To the extent that plaintiff also implies that he was deprived of a "property interest" as opposed to a liberty interest in violation of the due process clause, such an argument also lacks an arguable basis in law and fact. In Board of Regents v. Roth, 408 U.S. 564, 577, 92 S.Ct. 2701, 2709, 33 L.Ed.2d 548 (1972), the Supreme Court concluded that in order to have a property interest in a benefit, a person must have more than a "unilateral expectation" of it. Rather, he must "have a legitimate claim of entitlement to it." Id. (emphasis supplied). Thus, the "property interest" protected by the due process clause of the Fourteenth Amendment is defined by the concept of "entitlement," which in turn describes "the security of interests that a person has already acquired in specific benefits." Id. at 576, 92 S.Ct. at 2708. In other words, a person's interest in a benefit is a property interest only "if there are such rules or mutually explicit understandings that support his claim of entitlement to the benefit..." Evans v. City of Dallas, 861 F.2d 846, 848 (5th Cir. 1988). Plaintiff can point to no rule or understanding which entitles him to participate in the program.
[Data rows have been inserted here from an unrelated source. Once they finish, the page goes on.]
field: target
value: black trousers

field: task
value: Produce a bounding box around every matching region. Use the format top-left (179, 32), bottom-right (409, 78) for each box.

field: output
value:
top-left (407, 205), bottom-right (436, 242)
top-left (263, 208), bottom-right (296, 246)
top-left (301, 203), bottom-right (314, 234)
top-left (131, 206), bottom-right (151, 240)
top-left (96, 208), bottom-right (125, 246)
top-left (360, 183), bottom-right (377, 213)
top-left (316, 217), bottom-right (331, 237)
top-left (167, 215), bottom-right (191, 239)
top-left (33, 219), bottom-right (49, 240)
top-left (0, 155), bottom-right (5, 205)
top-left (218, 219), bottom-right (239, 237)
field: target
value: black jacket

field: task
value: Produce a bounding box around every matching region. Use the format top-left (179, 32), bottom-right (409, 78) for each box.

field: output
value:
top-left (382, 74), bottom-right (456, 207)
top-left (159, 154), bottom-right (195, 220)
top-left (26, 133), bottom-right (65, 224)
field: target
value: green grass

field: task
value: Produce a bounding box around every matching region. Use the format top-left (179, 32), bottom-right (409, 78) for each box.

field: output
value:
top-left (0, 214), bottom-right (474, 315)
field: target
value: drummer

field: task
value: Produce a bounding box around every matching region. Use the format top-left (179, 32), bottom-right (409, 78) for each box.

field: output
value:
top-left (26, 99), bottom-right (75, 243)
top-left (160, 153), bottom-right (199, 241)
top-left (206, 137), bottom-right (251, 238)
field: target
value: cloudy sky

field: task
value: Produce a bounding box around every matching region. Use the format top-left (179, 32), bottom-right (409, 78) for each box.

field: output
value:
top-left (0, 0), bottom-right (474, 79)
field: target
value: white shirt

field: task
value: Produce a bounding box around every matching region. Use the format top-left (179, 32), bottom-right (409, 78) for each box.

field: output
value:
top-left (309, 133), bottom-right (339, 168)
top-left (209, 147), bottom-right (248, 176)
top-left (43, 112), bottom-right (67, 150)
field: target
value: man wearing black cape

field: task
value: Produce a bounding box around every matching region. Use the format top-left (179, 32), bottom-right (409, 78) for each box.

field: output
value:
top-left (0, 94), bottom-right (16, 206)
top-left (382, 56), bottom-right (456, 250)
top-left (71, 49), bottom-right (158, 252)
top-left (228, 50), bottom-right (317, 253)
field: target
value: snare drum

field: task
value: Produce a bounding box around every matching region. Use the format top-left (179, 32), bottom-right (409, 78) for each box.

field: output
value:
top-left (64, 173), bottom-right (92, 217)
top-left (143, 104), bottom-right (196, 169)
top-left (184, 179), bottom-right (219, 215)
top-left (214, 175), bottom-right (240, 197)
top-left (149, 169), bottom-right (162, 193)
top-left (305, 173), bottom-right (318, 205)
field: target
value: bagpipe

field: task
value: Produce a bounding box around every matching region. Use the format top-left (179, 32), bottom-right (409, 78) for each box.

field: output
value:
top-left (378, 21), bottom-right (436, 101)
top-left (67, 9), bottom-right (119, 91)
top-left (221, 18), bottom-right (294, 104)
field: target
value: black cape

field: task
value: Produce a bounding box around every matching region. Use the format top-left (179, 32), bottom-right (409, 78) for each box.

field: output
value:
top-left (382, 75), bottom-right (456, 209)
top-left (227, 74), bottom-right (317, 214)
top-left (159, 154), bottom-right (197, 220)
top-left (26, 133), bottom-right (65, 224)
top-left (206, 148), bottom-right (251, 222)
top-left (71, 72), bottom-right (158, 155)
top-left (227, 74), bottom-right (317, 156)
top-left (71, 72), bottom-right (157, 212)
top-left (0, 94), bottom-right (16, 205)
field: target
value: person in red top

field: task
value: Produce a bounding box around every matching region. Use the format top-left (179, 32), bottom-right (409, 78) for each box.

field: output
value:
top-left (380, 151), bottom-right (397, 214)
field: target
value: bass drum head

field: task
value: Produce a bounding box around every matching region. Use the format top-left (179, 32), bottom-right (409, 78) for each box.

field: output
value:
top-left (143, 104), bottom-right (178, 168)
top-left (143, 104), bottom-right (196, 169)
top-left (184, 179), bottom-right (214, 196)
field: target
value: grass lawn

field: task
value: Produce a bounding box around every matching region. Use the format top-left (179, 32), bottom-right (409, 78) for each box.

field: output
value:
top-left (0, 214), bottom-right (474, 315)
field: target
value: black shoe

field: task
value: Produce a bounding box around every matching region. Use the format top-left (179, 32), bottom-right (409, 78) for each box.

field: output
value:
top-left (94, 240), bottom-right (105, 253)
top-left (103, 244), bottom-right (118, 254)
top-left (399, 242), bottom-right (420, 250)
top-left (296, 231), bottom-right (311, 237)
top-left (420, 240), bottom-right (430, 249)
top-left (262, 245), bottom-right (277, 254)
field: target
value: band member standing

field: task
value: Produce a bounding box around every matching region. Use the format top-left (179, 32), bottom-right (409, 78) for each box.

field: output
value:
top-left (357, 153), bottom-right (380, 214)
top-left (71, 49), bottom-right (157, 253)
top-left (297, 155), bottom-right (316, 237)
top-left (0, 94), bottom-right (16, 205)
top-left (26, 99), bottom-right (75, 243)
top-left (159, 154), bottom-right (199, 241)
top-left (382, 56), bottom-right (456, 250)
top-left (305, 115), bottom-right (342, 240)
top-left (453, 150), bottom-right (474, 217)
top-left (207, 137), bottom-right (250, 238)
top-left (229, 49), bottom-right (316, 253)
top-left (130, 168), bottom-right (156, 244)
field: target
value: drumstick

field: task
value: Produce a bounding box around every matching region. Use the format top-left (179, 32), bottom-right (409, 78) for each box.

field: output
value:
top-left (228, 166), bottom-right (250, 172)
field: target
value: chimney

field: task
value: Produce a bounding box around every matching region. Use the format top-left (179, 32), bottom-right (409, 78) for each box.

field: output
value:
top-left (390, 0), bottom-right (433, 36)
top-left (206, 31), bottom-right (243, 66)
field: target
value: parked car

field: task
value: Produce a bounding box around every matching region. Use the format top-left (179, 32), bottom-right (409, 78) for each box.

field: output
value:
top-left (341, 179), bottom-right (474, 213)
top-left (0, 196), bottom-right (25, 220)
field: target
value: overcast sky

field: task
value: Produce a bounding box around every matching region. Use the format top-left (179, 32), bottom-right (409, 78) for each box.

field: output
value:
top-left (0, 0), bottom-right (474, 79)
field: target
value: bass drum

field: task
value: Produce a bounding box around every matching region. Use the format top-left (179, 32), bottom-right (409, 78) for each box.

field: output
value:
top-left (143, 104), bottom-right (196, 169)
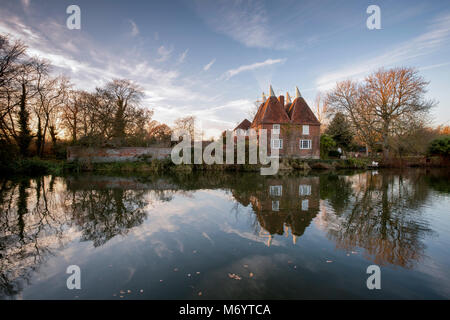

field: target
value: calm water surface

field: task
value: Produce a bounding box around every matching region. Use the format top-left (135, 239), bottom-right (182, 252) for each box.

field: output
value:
top-left (0, 170), bottom-right (450, 299)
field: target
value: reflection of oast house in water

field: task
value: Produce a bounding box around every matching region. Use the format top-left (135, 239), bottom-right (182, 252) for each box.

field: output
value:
top-left (234, 86), bottom-right (320, 159)
top-left (233, 177), bottom-right (320, 246)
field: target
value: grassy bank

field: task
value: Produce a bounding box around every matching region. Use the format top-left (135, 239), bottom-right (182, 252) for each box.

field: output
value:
top-left (0, 158), bottom-right (442, 176)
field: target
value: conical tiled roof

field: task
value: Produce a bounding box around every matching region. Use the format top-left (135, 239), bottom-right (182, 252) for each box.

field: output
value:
top-left (234, 119), bottom-right (252, 130)
top-left (252, 97), bottom-right (290, 126)
top-left (288, 96), bottom-right (320, 125)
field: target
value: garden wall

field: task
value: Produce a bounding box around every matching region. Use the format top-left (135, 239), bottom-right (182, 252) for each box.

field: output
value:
top-left (67, 147), bottom-right (172, 163)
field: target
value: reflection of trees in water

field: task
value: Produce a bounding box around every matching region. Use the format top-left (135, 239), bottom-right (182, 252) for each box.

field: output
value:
top-left (0, 177), bottom-right (68, 297)
top-left (326, 172), bottom-right (432, 268)
top-left (232, 175), bottom-right (320, 245)
top-left (69, 189), bottom-right (147, 247)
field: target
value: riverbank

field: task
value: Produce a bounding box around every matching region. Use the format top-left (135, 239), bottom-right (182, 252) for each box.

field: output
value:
top-left (0, 157), bottom-right (449, 175)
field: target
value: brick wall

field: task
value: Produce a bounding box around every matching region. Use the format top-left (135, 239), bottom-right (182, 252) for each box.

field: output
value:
top-left (67, 147), bottom-right (172, 163)
top-left (254, 124), bottom-right (320, 159)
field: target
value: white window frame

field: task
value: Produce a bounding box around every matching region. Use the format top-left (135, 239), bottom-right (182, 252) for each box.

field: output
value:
top-left (302, 124), bottom-right (309, 136)
top-left (272, 200), bottom-right (280, 211)
top-left (302, 199), bottom-right (309, 211)
top-left (272, 124), bottom-right (281, 134)
top-left (299, 139), bottom-right (312, 150)
top-left (298, 184), bottom-right (311, 196)
top-left (269, 186), bottom-right (283, 197)
top-left (270, 139), bottom-right (283, 149)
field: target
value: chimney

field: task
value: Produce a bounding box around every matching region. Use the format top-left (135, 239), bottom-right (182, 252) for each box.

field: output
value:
top-left (278, 96), bottom-right (284, 108)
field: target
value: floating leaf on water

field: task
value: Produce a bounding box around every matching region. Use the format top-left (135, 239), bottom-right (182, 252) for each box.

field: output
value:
top-left (228, 273), bottom-right (242, 280)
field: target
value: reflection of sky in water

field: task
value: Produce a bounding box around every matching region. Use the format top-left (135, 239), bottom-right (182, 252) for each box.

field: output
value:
top-left (0, 171), bottom-right (450, 299)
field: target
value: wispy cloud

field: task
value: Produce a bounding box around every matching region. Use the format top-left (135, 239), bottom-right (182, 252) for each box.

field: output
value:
top-left (178, 49), bottom-right (189, 63)
top-left (222, 59), bottom-right (286, 80)
top-left (129, 20), bottom-right (139, 37)
top-left (203, 58), bottom-right (216, 71)
top-left (197, 0), bottom-right (279, 48)
top-left (156, 46), bottom-right (173, 62)
top-left (316, 14), bottom-right (450, 90)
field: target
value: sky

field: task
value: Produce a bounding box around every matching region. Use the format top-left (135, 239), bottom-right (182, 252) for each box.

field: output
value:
top-left (0, 0), bottom-right (450, 137)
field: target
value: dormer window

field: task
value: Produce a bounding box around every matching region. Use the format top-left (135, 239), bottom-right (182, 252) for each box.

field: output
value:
top-left (272, 124), bottom-right (280, 134)
top-left (302, 125), bottom-right (309, 136)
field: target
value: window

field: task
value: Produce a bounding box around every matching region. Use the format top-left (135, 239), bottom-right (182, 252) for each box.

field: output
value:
top-left (302, 199), bottom-right (309, 211)
top-left (271, 139), bottom-right (283, 149)
top-left (269, 186), bottom-right (283, 196)
top-left (300, 140), bottom-right (311, 149)
top-left (272, 200), bottom-right (280, 211)
top-left (298, 184), bottom-right (311, 196)
top-left (302, 125), bottom-right (309, 136)
top-left (272, 124), bottom-right (280, 134)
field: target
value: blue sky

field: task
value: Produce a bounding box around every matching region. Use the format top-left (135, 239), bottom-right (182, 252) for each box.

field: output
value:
top-left (0, 0), bottom-right (450, 137)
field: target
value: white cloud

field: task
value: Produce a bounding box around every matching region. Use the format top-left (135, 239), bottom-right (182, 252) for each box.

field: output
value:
top-left (203, 58), bottom-right (216, 71)
top-left (129, 20), bottom-right (139, 37)
top-left (316, 14), bottom-right (450, 90)
top-left (197, 0), bottom-right (281, 48)
top-left (178, 49), bottom-right (189, 63)
top-left (156, 46), bottom-right (173, 62)
top-left (222, 59), bottom-right (286, 80)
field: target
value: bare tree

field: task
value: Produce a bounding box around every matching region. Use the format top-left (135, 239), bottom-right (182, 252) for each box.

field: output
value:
top-left (327, 68), bottom-right (435, 158)
top-left (314, 92), bottom-right (328, 131)
top-left (102, 79), bottom-right (144, 144)
top-left (174, 116), bottom-right (195, 139)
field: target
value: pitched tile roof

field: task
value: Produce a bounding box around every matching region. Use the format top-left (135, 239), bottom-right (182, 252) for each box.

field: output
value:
top-left (252, 97), bottom-right (290, 126)
top-left (288, 96), bottom-right (320, 125)
top-left (251, 86), bottom-right (320, 127)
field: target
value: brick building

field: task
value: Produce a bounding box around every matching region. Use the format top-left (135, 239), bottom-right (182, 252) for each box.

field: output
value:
top-left (250, 86), bottom-right (320, 159)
In any event, the Fifth Circuit has also held that prisoners have no property interest work-release employment. Bulger v. U.S. Bureau of Prisons, 65 F.3d 48 (5th Cir.1995). Plaintiff is not entitled to participate in any particular work-release program and therefore to the extent that he implies that he was denied either a liberty interest or a property right in violation of the Due Process Clause, such claims are subject to dismissal as frivolous.
Plaintiff also mistakenly assumes that he has a Constitutional right to educational or vocational programs, to social services, or to other unspecified rehabilitation programs such as the Re-Entry program he mentions in his complaint. Inmates do not a have a protected property or liberty interest in rehabilitation programs. Jackson v. Cain, 864 F.2d 1235, 1250 (5th Cir.1989) ; Moody v. Baker, 857 F.2d 256, 257-58 (5th Cir.1988). Nor do prisoners have a constitutional right to participate in drug treatment programs. See Moody v. Doggett, 429 U.S. 78, 88 n. 9, 97 S.Ct. 274, 50 L.Ed.2d 236 (1976) (Prisoner classification and eligibility for rehabilitation programs are not subject to "due process" protections). The "state has no constitutional obligation to provide basic educational or vocational training to prisoners." Beck v. Lynaugh, 842 F.2d 759, 762 (5th Cir.1988). Nor do prisoners have a constitutional right to "social services." Smith v. Boyd, 945 F.2d 1041, 1043 (8th Cir. 1991). Thus, plaintiff's complaint, insofar as it asserts the existence of a constitutional right to rehabilitation programs, fails to state a claim for which relief may be granted.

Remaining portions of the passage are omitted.